A large network of polar (Table 1) and hydrophobic interactions (Table S2) were identified at the RfCohScaB3-Doc1a and RfCohScaA-Doc1b complex interfaces (Fig. 2C,D). Although a few differences were observed, the contacts are highly conserved between the two complexes (Fig. 2C,D). The interactions between α-helix-1 of the Docs and the R. flavefaciens Cohs are dominated by Ile-39, Ser-40, Val-43, Met-46, Gln-47 and Lys-54 of RfDoc1a and RfDoc1b and His-121/His-121, Ala-38/Ala-39, Leu-79/Leu-80 and Glu-84/Glu-85 of RfCohScaB3/RfCohScaA Cohs, respectively (Fig. 2C,D). The side chains of the Ile-39/Val-43, at positions 11 and 15 of RfDoc1a and RfDoc1b, dominate the hydrophobic recognition of the Coh by contacting with the hydrophobic platform of the Coh created by Ala-38/Ala-39 and Leu-79/Leu-80 in RfCohScaB3/RfCohScaA, respectively. The highly hydrophobic character of α-helix-1 interaction is reinforced by the contacts established by Leu-44/Ile-44, Met-46/Met-46 and Ala-50/Ser-50 of RfDoc1a/RfDoc1b with RfCohScaB3/RfCohScaA Leu-79/Leu-80 and the aliphatic region of Asn-124 side-chain. The hydrogen bond network established by α-helix 1 is dominated by the interaction of Ser-40, Gln-47 and Lys-54 with His-121/His-121, Asn-124/Asn-124 and Glu-84/Glu-85 of RfCohScaB3/RfCohScaA, respectively. The two Docs are less conserved at the C-terminus of helix-1 and this generates differences in the interaction with the Coh. Thus, RfDoc1a establishes an extra hydrogen bond between Tyr-55 Oη (Phe-55 in RfDoc1b) and Oδ2 of RfCohScaB3 Glu-84. In addition, the longer loop connecting helices 1 and 2 in RfDoc1b allows the carbonyl of His-63 to form a hydrogen bond with Asn-124 Nδ2 of RfCohScaA. In α-helix-3 the contacts are dominated by the important salt bridges established between Nε2 and Oε1 of Gln-83/Gln-91 of RfDoc1a/RfDoc1b with Oδ1 of Asn-75/Asn-76 and Nζ of Lys-77/Lys-78 of RfCohScaB3/RfCohScaA Cohs. In addition, the side chains of Leu-87/Leu-95 of RfDoc1a/RfDoc1b occupy the hydrophobic pocket created by Gly-73/Gly-74, Ile-71/Ile-72 and the aliphatic portion of Met-66/Met-67 of RfCohScaB3/RfCohScaA Cohs. The closer proximity of the two protein partners at the C-terminus of helix-3 in RfCohScaB3-Doc1a protein complex allows the formation of two extra hydrogen bonds between RfDoc1a and RfCohScaB3 that are absent in RfCohScaA-Doc1b.

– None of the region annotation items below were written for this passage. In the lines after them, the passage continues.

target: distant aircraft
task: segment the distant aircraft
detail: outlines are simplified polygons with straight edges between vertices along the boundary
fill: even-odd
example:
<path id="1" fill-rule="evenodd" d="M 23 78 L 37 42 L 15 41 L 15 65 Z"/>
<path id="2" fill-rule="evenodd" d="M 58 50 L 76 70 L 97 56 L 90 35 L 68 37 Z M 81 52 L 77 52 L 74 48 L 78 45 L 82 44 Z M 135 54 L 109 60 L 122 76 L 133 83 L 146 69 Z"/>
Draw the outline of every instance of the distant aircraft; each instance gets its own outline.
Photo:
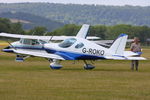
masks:
<path id="1" fill-rule="evenodd" d="M 3 51 L 17 54 L 17 61 L 24 61 L 25 58 L 32 56 L 47 58 L 51 62 L 52 69 L 62 68 L 60 61 L 63 60 L 83 60 L 84 69 L 95 68 L 86 60 L 146 60 L 144 57 L 135 57 L 139 53 L 124 51 L 128 35 L 120 34 L 113 44 L 106 48 L 86 39 L 88 28 L 89 25 L 84 24 L 75 37 L 66 37 L 61 43 L 43 42 L 40 41 L 40 37 L 37 39 L 34 36 L 21 35 L 22 39 L 19 42 L 10 43 Z M 0 34 L 0 36 L 6 35 Z"/>

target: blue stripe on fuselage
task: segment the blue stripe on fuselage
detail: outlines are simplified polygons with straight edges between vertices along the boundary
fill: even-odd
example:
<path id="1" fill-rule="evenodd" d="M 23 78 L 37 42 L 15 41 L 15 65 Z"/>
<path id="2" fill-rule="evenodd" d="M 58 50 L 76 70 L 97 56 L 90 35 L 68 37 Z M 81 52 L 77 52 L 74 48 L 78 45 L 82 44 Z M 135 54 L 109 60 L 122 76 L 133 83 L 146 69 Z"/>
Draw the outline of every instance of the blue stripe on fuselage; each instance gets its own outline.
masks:
<path id="1" fill-rule="evenodd" d="M 105 59 L 103 56 L 94 56 L 80 53 L 73 53 L 67 51 L 57 51 L 52 49 L 45 49 L 48 53 L 53 53 L 63 57 L 66 60 L 96 60 L 96 59 Z"/>

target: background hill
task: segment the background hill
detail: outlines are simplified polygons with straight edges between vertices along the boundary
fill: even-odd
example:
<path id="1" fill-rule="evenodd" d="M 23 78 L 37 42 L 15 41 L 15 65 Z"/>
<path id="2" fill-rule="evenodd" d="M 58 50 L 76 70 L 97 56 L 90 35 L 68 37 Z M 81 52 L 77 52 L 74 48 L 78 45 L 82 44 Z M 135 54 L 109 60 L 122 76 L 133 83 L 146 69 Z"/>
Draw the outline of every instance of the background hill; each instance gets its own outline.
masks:
<path id="1" fill-rule="evenodd" d="M 24 12 L 3 12 L 0 13 L 0 17 L 9 18 L 12 22 L 20 22 L 26 30 L 33 29 L 36 26 L 43 26 L 48 31 L 53 31 L 64 25 L 61 22 Z"/>
<path id="2" fill-rule="evenodd" d="M 67 24 L 150 26 L 150 6 L 102 6 L 53 3 L 0 4 L 0 13 L 24 12 Z"/>

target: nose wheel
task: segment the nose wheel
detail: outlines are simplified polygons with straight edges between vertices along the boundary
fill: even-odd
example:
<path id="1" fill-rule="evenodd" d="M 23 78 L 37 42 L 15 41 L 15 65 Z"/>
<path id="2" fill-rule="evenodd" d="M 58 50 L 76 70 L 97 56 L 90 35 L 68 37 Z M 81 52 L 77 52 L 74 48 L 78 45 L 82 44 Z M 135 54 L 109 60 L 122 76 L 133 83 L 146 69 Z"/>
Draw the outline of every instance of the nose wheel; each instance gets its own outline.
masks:
<path id="1" fill-rule="evenodd" d="M 91 69 L 94 69 L 95 66 L 91 65 L 91 64 L 87 64 L 87 62 L 84 60 L 84 69 L 86 70 L 91 70 Z"/>

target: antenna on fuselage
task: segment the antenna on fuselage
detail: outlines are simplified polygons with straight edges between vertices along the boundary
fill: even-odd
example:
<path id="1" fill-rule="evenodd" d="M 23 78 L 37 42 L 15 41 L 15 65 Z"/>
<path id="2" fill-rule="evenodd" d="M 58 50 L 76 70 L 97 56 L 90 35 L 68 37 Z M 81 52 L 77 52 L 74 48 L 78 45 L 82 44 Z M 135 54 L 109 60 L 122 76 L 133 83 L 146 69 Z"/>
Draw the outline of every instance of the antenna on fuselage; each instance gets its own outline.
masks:
<path id="1" fill-rule="evenodd" d="M 50 42 L 52 39 L 53 39 L 53 35 L 51 36 L 51 38 L 49 39 L 49 41 L 48 41 L 48 42 Z"/>
<path id="2" fill-rule="evenodd" d="M 8 44 L 16 50 L 16 48 L 7 40 Z"/>

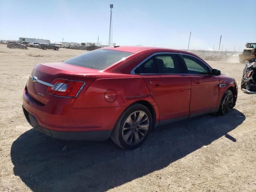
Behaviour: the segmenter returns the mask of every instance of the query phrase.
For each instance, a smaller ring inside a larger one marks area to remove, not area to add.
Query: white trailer
[[[25,37],[19,37],[19,41],[29,43],[50,43],[50,40],[43,39],[36,39],[35,38],[26,38]]]

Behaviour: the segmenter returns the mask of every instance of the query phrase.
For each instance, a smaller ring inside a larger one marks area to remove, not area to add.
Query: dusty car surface
[[[28,47],[25,45],[20,43],[12,43],[7,45],[7,47],[11,49],[18,48],[27,49]]]
[[[31,125],[68,140],[104,140],[133,149],[152,130],[235,106],[235,80],[185,51],[108,47],[40,64],[23,94]]]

Table 1 Main polar contacts between RfCohScaB3 and RfDoc1a and RfScaACoh and RfDoc1b.

RfDoc1a and RfDoc1b present a single Coh-binding interface

The binding thermodynamics of RfDoc1a and RfDoc1b to RfCohScaB3 and RfCohScaA were assessed by isothermal titration calorimetry (ITC) at 308 K, consistent with the approximate temperature of the rumen. The data, presented in Table 2 and exemplified in Figure S5, revealed a macromolecular association with a 1:1 stoichiometry and a K a of ~107–108 M−1, an affinity similar to other Coh-Doc interactions. Binding was driven by changes in enthalpy with the reduction in entropy having a negative impact on affinity. The importance of RfDoc1a and RfCohScaB3 residues for Coh-Doc recognition was initially probed through non-denaturing gel electrophoresis (NGE) (Figure S6) and then extensively explored through ITC. The data (Table 2, Fig. 3) revealed that alanine substitutions of RfDoc1a residues Ile-39 and Val-43 resulted in ~100-fold reduction in affinity of the Doc for the RfCohScaB3. Complete abolition of Coh recognition resulted from the substitution of these two non-polar residues simultaneously (Table 2, Fig. 3). The alanine substitution of RfDoc1a residues that participate in the hydrogen bond network with the Coh (namely Ser-40, Gln-47, Lys-54 and Gln-83) had little impact on affinity (Table 2, Fig. 3). In addition, a significant reduction in the affinity of RfCohScaB3 for RfDoc1a was observed following the substitution of Ala-38 with Gln and Leu-79 with Ala, the two Coh residues that create the hydrophobic environment at the RfCohScaB3 platform that binds to RfDoc1a. Again, the data suggest that RfCohScaB3 residues that hydrogen bond with RfDoc1a play a relatively small role in the binding; even when double mutants were generated the reduction in affinity was never higher than ~100 fold. Overall the data suggest that the residues that mostly influence RfCohScaB3-Doc1a interaction are Ile-39 and Val-43 at helix-1 of RfDoc1a and Ala-38 and Leu-79 located at the flat surface of RfCohScaB3 8-3-6-5 β-sheet. Thus it seems that hydrophobic interactions play a major role in RfCohScaB3-Doc1a assembly.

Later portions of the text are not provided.